A Polish company says it has made a major step forward in building humanoid robots that move and act more like humans. Instead of relying on electric motors and rigid frames, Clone Robotics uses artificial muscles powered by pressurised fluid.
The company, co-founded by engineer Dhanush Radhakrishnan, has already revealed several lifelike prototypes, including Protoclone V1 and a full-body android named Clone Alpha. A third model, Neoclone, is currently in development.
Radhakrishnan says the aim is not to make incremental improvements to existing machines, but to create androids that can perform the same wide range of movements as humans, from opening heavy doors to slicing fruit.
Why start with the hand?
The team began their work by designing a robotic hand. Radhakrishnan explained that the hand is the body’s most complex part, with more degrees of freedom than any other. Developing it forced engineers to solve some of the toughest design challenges early on.

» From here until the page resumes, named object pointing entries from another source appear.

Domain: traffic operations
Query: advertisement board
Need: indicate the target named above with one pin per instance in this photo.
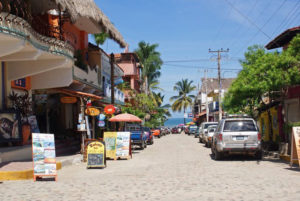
(123, 144)
(96, 155)
(43, 155)
(110, 139)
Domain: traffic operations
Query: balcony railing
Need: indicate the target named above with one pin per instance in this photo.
(21, 9)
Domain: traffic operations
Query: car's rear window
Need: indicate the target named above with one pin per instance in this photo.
(207, 125)
(244, 125)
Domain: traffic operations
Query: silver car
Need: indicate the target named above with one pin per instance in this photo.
(236, 135)
(203, 129)
(209, 134)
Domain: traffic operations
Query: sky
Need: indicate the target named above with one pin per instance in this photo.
(186, 29)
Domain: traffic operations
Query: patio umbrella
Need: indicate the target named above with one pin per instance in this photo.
(125, 118)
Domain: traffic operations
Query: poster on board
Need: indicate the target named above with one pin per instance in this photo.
(110, 139)
(43, 155)
(96, 155)
(295, 149)
(123, 144)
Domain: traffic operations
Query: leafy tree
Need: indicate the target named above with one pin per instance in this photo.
(151, 61)
(183, 100)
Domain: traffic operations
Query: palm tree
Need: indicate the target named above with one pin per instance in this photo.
(100, 38)
(151, 61)
(183, 100)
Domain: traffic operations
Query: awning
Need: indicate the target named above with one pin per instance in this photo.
(78, 93)
(201, 114)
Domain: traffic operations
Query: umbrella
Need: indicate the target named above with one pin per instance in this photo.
(125, 118)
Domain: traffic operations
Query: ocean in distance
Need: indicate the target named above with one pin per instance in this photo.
(175, 121)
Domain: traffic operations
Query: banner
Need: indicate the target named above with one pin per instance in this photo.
(96, 155)
(110, 139)
(295, 151)
(123, 144)
(43, 154)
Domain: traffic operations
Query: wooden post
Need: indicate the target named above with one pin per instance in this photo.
(112, 77)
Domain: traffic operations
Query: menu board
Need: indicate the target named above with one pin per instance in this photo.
(123, 144)
(43, 155)
(295, 152)
(96, 155)
(110, 139)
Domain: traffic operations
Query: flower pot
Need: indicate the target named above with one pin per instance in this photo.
(26, 132)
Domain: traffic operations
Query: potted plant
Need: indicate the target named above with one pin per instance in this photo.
(23, 104)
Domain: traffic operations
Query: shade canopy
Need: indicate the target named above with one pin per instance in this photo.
(125, 118)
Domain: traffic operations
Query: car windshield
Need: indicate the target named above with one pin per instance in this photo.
(244, 125)
(207, 125)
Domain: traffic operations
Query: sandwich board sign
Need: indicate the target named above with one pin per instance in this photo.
(110, 139)
(295, 149)
(123, 145)
(96, 155)
(43, 155)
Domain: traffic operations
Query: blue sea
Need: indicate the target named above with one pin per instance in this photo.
(175, 121)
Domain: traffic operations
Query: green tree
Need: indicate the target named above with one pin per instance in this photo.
(183, 100)
(151, 61)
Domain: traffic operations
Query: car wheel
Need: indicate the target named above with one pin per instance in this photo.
(258, 155)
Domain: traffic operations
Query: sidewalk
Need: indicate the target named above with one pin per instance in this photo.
(24, 169)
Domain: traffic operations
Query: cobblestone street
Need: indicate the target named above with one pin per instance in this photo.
(176, 167)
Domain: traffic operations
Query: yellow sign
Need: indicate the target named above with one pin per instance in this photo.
(295, 152)
(110, 139)
(68, 99)
(91, 111)
(96, 155)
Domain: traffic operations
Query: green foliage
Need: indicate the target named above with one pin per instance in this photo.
(263, 74)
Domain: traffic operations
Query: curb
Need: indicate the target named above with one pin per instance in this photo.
(287, 158)
(21, 175)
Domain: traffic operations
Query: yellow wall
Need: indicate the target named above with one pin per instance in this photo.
(264, 125)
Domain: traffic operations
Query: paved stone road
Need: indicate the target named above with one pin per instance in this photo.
(176, 167)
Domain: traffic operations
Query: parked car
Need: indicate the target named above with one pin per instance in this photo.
(192, 130)
(209, 134)
(149, 135)
(138, 137)
(156, 132)
(236, 135)
(203, 129)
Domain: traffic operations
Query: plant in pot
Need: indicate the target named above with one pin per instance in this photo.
(23, 104)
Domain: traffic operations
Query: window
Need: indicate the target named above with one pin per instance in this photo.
(238, 126)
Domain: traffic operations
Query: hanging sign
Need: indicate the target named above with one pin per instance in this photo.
(123, 145)
(109, 109)
(96, 155)
(295, 149)
(110, 139)
(43, 155)
(91, 111)
(101, 123)
(101, 117)
(68, 99)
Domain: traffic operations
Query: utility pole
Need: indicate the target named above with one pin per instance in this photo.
(219, 76)
(206, 102)
(112, 77)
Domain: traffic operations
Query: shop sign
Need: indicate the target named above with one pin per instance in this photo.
(43, 155)
(24, 83)
(91, 111)
(123, 145)
(101, 123)
(109, 109)
(110, 139)
(96, 155)
(68, 99)
(295, 151)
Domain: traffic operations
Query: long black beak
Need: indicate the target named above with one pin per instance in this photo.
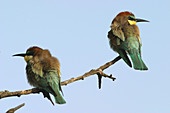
(141, 20)
(22, 55)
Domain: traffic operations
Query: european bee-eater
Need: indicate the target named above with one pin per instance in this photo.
(125, 38)
(43, 72)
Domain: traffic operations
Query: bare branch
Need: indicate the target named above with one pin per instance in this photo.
(12, 110)
(98, 71)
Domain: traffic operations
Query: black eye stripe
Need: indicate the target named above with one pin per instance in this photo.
(130, 18)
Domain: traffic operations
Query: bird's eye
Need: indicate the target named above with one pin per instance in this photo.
(131, 18)
(29, 53)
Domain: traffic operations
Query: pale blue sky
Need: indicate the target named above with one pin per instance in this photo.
(76, 33)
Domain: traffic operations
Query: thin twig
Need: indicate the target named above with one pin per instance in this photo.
(99, 70)
(12, 110)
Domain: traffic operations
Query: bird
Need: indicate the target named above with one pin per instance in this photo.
(43, 72)
(124, 38)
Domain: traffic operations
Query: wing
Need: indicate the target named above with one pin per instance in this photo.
(118, 32)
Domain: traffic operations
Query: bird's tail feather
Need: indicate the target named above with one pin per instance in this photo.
(138, 63)
(54, 85)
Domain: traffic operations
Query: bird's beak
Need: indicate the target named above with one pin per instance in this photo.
(141, 20)
(22, 55)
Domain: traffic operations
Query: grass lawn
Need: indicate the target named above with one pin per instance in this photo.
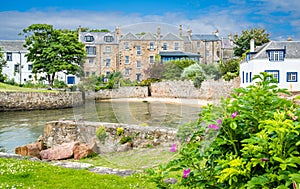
(11, 88)
(16, 173)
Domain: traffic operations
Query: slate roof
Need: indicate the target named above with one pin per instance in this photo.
(204, 37)
(171, 37)
(99, 37)
(292, 49)
(12, 45)
(178, 53)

Within 18 months, Clone had built a hand capable of human-level dexterity. By designing artificial ligaments and muscle–tendon structures, they were then able to expand the concept to a full body in about a year.
Muscles instead of motors
At the core of Clone’s innovation is its use of artificial muscles. These “fluidic muscles” are based on the McKibben design, which mimics the way human skeletal muscles work. Each consists of an inner rubber tube wrapped in fabric. When the tube is filled with air or water, it contracts, pulling on artificial bones and creating movement.
Most humanoid robots today are powered by motors, which are heavy, expensive, and make joints rigid. By contrast, Clone’s muscle system is lighter, softer, and closer to human anatomy. It also makes the design process simpler: instead of engineering each joint from scratch, the team can copy directly from anatomy textbooks.
The “hydraulic heart”
Powering the muscles is a compact pump that the team calls a “hydraulic heart”. This circulates water through the system to make the muscles contract and relax. The design is closed-loop, meaning the same fluid keeps moving inside. If extra water is ever needed, the robot can simply be topped up, almost like drinking, Radhakrishnan says.
This system is not only more lifelike but could also prove cheaper to build and maintain than conventional robots, which require many motors, batteries and complex parts.
Cutting costs and speeding production
Clone Robotics believes its approach could dramatically reduce production costs. Traditional humanoid robots require hundreds of custom-made motors and electronics, which are time-consuming and expensive to assemble.
By replacing these with fluidic muscles and simplified designs, the company says robots can be produced faster and at lower cost. That could open the door to mass-market androids in the future, something that has so far remained firmly in the realm of science fiction.
Challenges ahead
Despite its progress, the company faces significant hurdles. One of the biggest is teaching the robots how to walk. Most motor-driven robots can be simulated relatively easily in computer programmes, which helps researchers test movements in virtual environments.
Clone’s fluidic muscle system is more complex and harder to model. The company is now working on creating accurate simulations, which it believes will be key to unlocking untethered walking.
Sensors and computing power are also critical. Clone uses advanced chips to control planning and movement, while sensors track position, torque and force. The company hopes eventually to add artificial skin that can “feel” pressure and texture, allowing robots to handle delicate objects with precision.
A vision from science fiction
For Radhakrishnan, building Clone Robotics is the fulfilment of a childhood dream inspired by early videos of Boston Dynamics’ robots. He imagined lifelike androids walking among humans, just like in science fiction films.
That vision has not yet materialised, but he believes the combination of artificial muscles and advances in artificial intelligence could make it a reality.
“Humans are the best blueprint we have,” he told interviewers. “If we can build androids that move like us, the possibilities are endless.”